S1E13: Well, I guess we now know why The Killing got renewed.
The AMC criminal drama wrapped up its first season last night and, well, it just wasn't very good. All season, the show worked towards the end goal of revealing just who murdered Rosie Larsen. Richmond? Bennet? That crazy ex-boyfriend who popped pills? And then last night, after we viewers put up with all of the terrible things the show did in its debut season just so we could finally get the answer to whodunit, they didn't reveal whodunit. Instead, in another absurd plot twist that only a show like The Killing would think of being a good idea, the writers pushed the reveal to next season, effectively pissing off pretty much anybody who'd been watching.
"I'm leaving now, councilman." -Linden
So, what happened? Well, after 13 episodes and pretty much a new plot twist every single week (sometimes, more than one an episode), the show seemingly settled on Darren Richmond as the murderer of Rosie Larsen. At the start of "Orpheus Descending," Linden finds herself still in the councilman's home after last week's email reveal, and then she leaves and goes to find more proof that links him to the murder. After some more detective work, Holder provides the "nail in the coffin," a screenshot of some camera footage that places Richmond in the campaign car on the night of Rosie's murder. But then here's the kicker: The thing about that screenshot (oh and by the way, yeah, I know, a screenshot) is that the screenshot is a fake. With some mysterious partner, Holder has framed Richmond for the killing of Rosie Larsen. And that's not even all! In an even more ludicrous twist, Belko decides to fulfill his role as the crazy family friend and murder Richmond as he's being transported by the police, pulling a "Jack Ruby," but just as (we think) he's pulling the trigger, there's a flash (from a camera or a gun, not sure which) and boom, roll credits. The episode is over and we have no idea if Darren Richmond is alive, if he's guilty, or still, who the hell killed Rosie?
It's not the fact that they didn't reveal who the murderer was that bothered me so much. I'm all for shows that break the norm and try whatever they can to make the story still interesting. But what made this ending feel so poorly done was that, just like the rest of the plot twists and turns this season, it felt gimmicky. What I mean is that all of the twists this season didn't ever feel organic or natural in the story's development. Instead, they just felt like cheap tricks the writers took to add more unnecessary drama to the show. In a way, The Killing is kind of like that friend of yours who is constantly complaining about their life. You want to genuinely care about the person and their frustrations, really, you do, but at the same time, after the same BS over and over, you realize that they're just complaining for the sake of complaining so none of it feels genuine.
"Photo worked. He's going down." -Holder
And you know what else that bothered me? Apparently now, everything that the show worked towards with the character of Holder actually didn't matter, because, you know, he's just framing Richmond. Come on. He's really been involved with this case from its inception just so he could frame Richmond? Really? Really? I just don't understand how the writers think that is believable. If The Killing is supposed to be a character study a la Twin Peaks, and not just one big long extended version of CSI, it's got to give the characters at least some type of grounding.

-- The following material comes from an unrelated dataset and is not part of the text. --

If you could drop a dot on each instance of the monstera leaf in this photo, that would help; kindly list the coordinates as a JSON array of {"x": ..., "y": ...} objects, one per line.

Some may argue, "Hey, The Killing wasn't about whodunit -- that's not the story because it's about the characters." And that's a fine argument, whatever, and honestly it's probably what the show's writers were attempting. But with the over-the-top drama, cliche plot twists and the fact that you pretty much couldn't invest in any part of the show because if you did, the show would flip it on you, attaching yourself to any character was impossible. Instead of using the cliffhangers that invited the viewer to be a part of it and join the fun (like, say, Lost), the show just seemed to be dancing around in front of you, trying to bait you with every little thing that it could to get you to pay attention to it. And the only reason you were watching was because you just wanted to know who killed Rosie. That's it. Nothing more. Not because you weren't willing to watch a show with a new take on the crime drama (focusing on character development), but because after all the bullshit was sorted out, you realized that there wasn't much of a story -- instead, just a bunch of cheap plot tricks that didn't amount to much of anything except just a bunch of cheap plot tricks.
Moving forward, I'm not sure what to think. I'll probably watch next year, I guess, just so I can see how the writers plan to pull all of this insanity together. But will my curiosity hold out that long? With all the other great drama on television, it's hard to say for sure. If anything, watching The Killing so closely this season has been entertaining from the critic/nerd perspective. It started out with a well-received pilot that showcased a tremendous amount of promise, but now? It's the critics' favorite punching bag. Unfortunately for AMC and The Killing, I don't foresee that changing… or do I??